Some of the details are fascinating, things I was not previously aware of. For instance, even in the midst of conflict, Saladin negotiated trade deals with Italian merchants, obtaining the wood, pitch and iron that enabled him to build the Egyptian fleet, no matter how hard the Papacy raged.
There is another truth here worth emphasising, that the Crusades themselves, from beginning to end, were a political disaster, which in the long run weakened and destroyed Christian power in the east, the power and integrity of the Byzantine Empire. Compared with such cynical ‘crusaders’ as Venice’s Enrico Dandelo it’s little wonder that Saladin is such a paragon, a true Christian gentleman!
Another virtue of Saladin is that it helps to give some understanding of what the Crusades looked like from a Muslim perspective, this movement of outlandish outsiders they generally referred to as the Franks. It was their beliefs that the Muslims found most perplexing, as one twelfth century Syrian document makes clear;
The most amazing thing in the world is that the Christians say that Jesus is divine, that he is God, and then they say that the Jews seized him and crucified him.
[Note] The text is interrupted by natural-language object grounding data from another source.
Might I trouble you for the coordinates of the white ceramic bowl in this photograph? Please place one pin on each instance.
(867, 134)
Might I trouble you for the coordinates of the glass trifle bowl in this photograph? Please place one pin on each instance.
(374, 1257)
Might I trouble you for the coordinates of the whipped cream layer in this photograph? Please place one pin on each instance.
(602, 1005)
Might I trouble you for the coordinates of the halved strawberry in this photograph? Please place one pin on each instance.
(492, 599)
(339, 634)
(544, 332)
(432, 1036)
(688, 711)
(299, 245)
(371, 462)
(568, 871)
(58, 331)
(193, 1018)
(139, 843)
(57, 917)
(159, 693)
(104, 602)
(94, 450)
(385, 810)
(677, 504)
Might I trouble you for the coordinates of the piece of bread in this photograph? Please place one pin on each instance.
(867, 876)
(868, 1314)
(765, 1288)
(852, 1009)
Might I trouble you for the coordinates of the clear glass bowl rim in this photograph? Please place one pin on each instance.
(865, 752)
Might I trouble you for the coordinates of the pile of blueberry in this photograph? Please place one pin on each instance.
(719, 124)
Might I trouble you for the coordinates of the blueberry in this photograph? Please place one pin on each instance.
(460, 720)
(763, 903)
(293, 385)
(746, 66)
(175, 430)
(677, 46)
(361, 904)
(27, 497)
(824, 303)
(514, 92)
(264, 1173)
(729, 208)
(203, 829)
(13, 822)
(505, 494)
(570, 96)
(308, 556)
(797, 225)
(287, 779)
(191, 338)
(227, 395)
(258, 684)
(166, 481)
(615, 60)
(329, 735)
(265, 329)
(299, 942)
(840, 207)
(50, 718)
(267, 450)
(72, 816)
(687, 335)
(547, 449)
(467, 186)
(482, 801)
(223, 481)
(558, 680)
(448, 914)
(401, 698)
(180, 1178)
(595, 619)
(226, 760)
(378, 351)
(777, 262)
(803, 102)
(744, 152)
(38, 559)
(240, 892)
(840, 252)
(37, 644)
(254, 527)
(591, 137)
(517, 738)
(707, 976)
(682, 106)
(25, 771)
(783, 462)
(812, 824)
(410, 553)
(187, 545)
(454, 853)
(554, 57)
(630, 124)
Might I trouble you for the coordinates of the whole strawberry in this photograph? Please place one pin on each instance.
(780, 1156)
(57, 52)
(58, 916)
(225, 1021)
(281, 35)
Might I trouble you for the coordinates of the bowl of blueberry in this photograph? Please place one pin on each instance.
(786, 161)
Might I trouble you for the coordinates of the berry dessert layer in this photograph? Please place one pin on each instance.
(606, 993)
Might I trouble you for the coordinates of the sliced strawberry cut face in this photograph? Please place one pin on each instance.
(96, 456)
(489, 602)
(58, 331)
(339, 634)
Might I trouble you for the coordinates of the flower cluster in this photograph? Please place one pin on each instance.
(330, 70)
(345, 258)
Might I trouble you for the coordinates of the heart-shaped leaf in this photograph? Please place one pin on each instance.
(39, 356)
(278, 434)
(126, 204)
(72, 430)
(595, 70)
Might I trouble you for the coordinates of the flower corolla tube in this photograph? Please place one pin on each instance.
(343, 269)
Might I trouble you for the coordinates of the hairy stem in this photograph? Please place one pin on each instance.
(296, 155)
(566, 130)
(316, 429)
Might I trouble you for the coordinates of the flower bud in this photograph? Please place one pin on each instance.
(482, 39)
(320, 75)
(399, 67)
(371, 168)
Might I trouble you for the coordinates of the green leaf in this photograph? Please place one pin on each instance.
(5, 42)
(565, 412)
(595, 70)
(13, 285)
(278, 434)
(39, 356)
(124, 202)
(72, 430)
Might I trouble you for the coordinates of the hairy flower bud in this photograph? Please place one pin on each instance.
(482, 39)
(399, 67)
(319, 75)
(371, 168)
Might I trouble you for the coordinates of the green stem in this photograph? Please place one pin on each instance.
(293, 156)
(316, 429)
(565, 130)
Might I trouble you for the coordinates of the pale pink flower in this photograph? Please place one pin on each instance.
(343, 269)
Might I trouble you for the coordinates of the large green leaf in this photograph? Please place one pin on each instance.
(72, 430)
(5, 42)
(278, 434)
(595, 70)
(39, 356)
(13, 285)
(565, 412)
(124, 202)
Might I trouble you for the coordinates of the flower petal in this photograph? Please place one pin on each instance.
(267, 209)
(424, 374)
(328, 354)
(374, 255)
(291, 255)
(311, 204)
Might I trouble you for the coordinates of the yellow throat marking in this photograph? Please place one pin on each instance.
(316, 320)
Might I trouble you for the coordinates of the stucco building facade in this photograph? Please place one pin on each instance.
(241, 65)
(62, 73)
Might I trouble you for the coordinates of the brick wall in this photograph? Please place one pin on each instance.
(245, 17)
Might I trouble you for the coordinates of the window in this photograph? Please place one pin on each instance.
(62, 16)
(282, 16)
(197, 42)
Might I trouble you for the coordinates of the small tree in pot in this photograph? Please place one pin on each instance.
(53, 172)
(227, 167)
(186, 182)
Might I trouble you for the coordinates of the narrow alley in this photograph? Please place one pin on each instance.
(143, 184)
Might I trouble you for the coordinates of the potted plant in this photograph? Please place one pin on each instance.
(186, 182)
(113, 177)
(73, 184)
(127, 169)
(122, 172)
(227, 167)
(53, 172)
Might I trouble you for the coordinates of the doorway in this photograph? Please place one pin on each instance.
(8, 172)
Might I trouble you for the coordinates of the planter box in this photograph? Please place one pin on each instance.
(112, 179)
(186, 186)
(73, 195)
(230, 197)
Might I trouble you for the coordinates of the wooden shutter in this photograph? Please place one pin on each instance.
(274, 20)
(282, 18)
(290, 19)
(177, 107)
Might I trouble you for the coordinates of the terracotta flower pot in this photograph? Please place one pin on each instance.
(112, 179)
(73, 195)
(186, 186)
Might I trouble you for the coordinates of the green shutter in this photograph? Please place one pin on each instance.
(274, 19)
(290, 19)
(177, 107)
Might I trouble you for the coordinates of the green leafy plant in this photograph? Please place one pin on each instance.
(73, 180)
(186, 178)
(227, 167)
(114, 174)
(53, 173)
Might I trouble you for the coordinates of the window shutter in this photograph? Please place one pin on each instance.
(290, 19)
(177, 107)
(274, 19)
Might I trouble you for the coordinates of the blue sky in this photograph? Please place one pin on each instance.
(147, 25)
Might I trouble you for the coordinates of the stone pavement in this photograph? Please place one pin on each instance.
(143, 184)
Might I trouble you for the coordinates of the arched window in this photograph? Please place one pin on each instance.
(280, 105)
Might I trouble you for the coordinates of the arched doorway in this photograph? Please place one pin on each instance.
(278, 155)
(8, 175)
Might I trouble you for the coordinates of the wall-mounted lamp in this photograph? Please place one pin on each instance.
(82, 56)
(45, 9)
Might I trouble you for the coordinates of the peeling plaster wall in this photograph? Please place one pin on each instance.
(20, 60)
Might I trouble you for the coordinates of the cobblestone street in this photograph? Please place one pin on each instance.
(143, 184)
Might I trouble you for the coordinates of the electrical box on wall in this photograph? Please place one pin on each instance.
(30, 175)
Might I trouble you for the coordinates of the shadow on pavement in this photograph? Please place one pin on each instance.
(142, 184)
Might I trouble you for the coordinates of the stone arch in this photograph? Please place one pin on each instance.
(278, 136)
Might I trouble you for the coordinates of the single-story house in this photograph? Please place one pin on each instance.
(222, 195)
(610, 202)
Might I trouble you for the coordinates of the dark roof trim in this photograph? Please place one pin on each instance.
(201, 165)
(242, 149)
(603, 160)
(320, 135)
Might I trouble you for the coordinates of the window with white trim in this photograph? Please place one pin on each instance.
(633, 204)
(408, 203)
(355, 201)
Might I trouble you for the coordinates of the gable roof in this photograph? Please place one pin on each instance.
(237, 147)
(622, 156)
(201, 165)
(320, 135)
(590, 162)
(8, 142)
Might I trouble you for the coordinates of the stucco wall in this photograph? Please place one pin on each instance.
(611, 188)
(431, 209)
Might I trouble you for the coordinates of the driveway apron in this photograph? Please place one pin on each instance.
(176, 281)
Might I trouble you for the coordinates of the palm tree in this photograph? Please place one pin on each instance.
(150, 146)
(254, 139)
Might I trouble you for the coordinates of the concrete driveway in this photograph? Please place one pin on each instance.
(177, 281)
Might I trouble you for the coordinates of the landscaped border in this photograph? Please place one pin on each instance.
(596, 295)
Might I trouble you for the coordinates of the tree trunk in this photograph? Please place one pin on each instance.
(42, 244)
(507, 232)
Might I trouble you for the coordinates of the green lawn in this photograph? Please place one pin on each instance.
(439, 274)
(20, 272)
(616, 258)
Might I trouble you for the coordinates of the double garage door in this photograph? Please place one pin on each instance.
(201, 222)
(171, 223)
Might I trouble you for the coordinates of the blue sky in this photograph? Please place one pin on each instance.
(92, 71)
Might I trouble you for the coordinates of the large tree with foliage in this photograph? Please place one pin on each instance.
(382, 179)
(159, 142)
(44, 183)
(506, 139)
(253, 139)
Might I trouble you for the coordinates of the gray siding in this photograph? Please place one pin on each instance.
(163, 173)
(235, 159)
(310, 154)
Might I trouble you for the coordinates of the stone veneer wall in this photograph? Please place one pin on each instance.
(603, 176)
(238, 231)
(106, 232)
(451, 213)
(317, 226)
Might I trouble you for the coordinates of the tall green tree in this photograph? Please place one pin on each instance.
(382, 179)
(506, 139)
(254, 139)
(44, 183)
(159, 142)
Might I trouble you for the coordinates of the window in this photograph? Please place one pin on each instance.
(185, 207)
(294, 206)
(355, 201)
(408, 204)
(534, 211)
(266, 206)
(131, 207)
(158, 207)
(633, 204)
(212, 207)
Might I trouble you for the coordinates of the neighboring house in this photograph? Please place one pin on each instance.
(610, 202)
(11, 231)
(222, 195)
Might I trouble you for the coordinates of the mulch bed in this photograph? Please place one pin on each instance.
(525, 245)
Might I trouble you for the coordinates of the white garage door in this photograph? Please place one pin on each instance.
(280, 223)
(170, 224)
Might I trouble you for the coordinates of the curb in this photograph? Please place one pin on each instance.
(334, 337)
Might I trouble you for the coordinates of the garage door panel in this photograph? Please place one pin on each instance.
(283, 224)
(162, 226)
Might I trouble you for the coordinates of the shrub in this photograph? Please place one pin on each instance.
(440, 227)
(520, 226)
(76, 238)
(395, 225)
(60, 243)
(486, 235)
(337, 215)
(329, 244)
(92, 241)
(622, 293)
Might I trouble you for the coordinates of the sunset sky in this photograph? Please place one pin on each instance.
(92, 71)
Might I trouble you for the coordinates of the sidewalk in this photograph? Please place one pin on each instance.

How can a God who cannot protect himself protect others? Anyone who believes his God came out of a woman’s privates is quite mad; he should not be spoken to, for he has neither intelligence nor faith.
And for once my comment is to say no comment!
Saladin was of and beyond his times, a figure I personally would parallel with the Hohenstaufen emperor Frederick II, another wonder of the world. Eddé certainly gives us a better sense of the man, as a politician as well as a soldier, an individual who was inevitably going to appear like Ozymandias to subsequent generations. She disposes of the exaggerations while still leaving us with a figure whose myth was in a traditional form, a simple narrative explaining a complex truth. Saladin was no icon; he was a man, but what a man.
I thoroughly recommend this book and I’m going to give it five stars. I should say, though, that its strength is in academic detail rather than narrative line; some people may be discouraged by her thematic arrangement. Notwithstanding this, Eddé’s approach is forensic and exhaustive, and on that level I really don’t think this book will ever be surpassed, either as a work of history or of biography.